The trade organisation had complained about a television advertising campaign that ran last autumn aimed at persuading us to reduce our intake of salt. Featuring a character called Sid the Slug, the FSA’s advertisements warned that high blood pressure, heart disease and strokes had been linked to the consumption of too much salt, with Sid yelling that “too much salt can lead to a heart attack!”. The SMA complained to the Advertising

Standards Authority that the campaign was at best meaningless and at worst highly misleading, as it implied that salt was necessarily bad for health and should be reduced.

Well, the SMA would say that, wouldn’t it? As the ASA made clear in its adjudication rejecting the complaint, there is a wealth of scientific evidence showing that high salt intake poses a serious risk to cardiac health. So who could possibly argue with the central message that we should all cut down on salt?

Pretty much anyone who has read the scientific literature, which reveals this argument to be a non sequitur – and a potentially dangerous one. A high-salt diet has indeed been linked to high blood pressure, increased arterial thickness, strokes and increased severity of cardiac failure. Yet as the SMA pointed out, what does “high” actually mean? Certainly the evidence that most ordinary people will get any benefit from reducing salt intake is far from compelling.

In 2003, the British Medical Journal carried out a review of studies into the long-term effects of reduced salt intake among both ordinary people and those with high blood pressure. The researchers identified a dozen studies that followed patients on reduced salt diets for up to seven years.

Overall, the results showed that a low-salt diet did have some effect on blood pressure. It amounted to just one millimetre of mercury – well below levels regarded as clinically significant, not least because most family doctors’ blood pressure monitors can’t measure to that precision. As for differences in death rates or heart attack rates, none was found – despite the fact that the reduced salt regimes were far more draconian than even the FSA would impose on us. The researchers concluded that official efforts to persuade us to cut down on salt would produce small reductions in individual risk, though when multiplied across the whole nation, the total effect might be worth having.

More significant, however, were their caveats even on this feeble support for the official line. The researchers pointed out that increased blood pressure is only one risk factor for cardiovascular disease in any case, adding that “overall clinical benefits [or harms] of a low sodium diet are unclear”.

In other words, not only is there little evidence that cutting salt will bring health benefits, it is even possible that it could do more harm than good. Salt is a source of sodium, which is critical to the functioning of living cells. Inadequate levels of sodium – hyponatremia – produce a host of potentially life-threatening effects including confusion, fatigue, seizures, coma and death.

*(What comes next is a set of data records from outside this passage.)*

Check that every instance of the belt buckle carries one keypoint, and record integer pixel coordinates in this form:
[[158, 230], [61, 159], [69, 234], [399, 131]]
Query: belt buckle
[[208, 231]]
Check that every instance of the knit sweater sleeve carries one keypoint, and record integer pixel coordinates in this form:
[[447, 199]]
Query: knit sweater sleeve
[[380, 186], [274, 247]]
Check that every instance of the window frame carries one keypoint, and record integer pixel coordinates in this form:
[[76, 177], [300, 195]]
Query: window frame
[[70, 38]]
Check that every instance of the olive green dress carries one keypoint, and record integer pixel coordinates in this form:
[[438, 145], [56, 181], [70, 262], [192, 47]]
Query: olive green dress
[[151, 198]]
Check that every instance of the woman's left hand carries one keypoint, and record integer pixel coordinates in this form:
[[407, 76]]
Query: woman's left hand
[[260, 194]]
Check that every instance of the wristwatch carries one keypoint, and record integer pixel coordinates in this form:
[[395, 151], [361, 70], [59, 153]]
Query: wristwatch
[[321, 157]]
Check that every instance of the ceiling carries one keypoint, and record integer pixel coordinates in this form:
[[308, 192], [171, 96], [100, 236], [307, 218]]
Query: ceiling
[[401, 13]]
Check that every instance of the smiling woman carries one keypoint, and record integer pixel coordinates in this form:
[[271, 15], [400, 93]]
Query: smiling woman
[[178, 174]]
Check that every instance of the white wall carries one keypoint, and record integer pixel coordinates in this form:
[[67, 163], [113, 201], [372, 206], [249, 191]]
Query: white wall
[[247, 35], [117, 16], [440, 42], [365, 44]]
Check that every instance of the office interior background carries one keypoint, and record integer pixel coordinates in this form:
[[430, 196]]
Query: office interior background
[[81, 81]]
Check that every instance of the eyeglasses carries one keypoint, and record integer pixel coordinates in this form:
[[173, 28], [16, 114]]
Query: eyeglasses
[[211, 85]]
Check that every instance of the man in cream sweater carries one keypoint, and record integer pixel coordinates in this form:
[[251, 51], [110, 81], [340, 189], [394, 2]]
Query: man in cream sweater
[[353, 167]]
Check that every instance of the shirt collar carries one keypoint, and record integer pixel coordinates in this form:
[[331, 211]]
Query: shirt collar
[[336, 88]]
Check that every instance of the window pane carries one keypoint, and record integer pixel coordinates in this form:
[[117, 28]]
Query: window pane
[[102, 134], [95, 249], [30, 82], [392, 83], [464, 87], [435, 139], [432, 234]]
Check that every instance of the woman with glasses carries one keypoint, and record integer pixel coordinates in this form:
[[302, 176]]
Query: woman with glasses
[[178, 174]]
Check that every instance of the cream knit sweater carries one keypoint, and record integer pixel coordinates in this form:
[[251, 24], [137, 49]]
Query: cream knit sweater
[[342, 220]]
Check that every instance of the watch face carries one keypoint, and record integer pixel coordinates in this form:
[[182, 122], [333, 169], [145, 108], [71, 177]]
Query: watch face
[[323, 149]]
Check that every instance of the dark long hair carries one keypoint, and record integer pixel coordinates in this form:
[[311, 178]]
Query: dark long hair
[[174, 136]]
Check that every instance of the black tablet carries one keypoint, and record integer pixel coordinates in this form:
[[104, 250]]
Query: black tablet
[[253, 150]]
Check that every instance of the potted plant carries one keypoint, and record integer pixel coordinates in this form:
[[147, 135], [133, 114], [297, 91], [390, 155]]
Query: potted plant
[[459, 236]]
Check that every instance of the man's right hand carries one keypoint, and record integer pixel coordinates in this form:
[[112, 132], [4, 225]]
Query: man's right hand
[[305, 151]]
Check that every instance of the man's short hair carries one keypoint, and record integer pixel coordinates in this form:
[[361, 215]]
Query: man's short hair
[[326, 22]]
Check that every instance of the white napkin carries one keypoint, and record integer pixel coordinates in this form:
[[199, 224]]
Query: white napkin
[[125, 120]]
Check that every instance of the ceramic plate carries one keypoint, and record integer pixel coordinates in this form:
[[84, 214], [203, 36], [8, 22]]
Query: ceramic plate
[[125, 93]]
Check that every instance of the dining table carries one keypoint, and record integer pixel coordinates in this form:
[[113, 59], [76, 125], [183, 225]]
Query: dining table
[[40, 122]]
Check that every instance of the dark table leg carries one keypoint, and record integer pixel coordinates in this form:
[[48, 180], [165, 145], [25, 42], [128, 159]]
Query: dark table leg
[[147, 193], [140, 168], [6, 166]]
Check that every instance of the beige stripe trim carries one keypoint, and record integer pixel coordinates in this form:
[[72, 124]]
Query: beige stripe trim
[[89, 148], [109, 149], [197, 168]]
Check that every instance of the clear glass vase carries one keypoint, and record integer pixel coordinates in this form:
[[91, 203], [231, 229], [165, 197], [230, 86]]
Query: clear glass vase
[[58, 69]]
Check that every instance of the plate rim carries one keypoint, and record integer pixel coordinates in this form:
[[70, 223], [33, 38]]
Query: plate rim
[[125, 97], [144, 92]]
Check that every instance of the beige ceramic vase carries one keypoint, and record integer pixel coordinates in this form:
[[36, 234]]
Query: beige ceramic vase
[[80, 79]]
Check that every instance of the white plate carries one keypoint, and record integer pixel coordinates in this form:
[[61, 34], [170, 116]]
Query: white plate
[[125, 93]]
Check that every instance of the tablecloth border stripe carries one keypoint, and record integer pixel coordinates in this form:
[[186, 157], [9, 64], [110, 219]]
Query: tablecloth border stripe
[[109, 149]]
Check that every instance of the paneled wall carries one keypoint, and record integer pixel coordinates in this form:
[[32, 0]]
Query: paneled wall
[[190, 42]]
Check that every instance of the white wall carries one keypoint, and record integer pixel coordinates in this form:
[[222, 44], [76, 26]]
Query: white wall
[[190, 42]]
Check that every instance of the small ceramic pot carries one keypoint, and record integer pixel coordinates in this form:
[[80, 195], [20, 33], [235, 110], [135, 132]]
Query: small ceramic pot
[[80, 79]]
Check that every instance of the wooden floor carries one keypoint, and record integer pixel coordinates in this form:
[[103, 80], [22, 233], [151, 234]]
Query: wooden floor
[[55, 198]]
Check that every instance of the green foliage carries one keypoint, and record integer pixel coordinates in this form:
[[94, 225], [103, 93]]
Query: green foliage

It is recognised as a problem for the very old and the very young and is a leading cause of death among marathon runners – who drink so much water that they dilute their sodium to lethal levels. The long-term effect of attempts to persuade us all to cut our intake of this vital element are a mystery. In the absence of any large-scale scientific studies, there is simply no good scientific evidence to confirm that the benefits exceed the risks.
This is especially worrying given that the anti-salt campaign appears to be working. According to a recent FSA survey, about 45 per cent of us are actively trying to cut down on salt. Fortunately, the Government has yet to introduce measures to force us to comply with this latest decree on public health. Until some decent evidence emerges for the benefits of bland, salt-free food, claims to the contrary should be taken cum grano salis.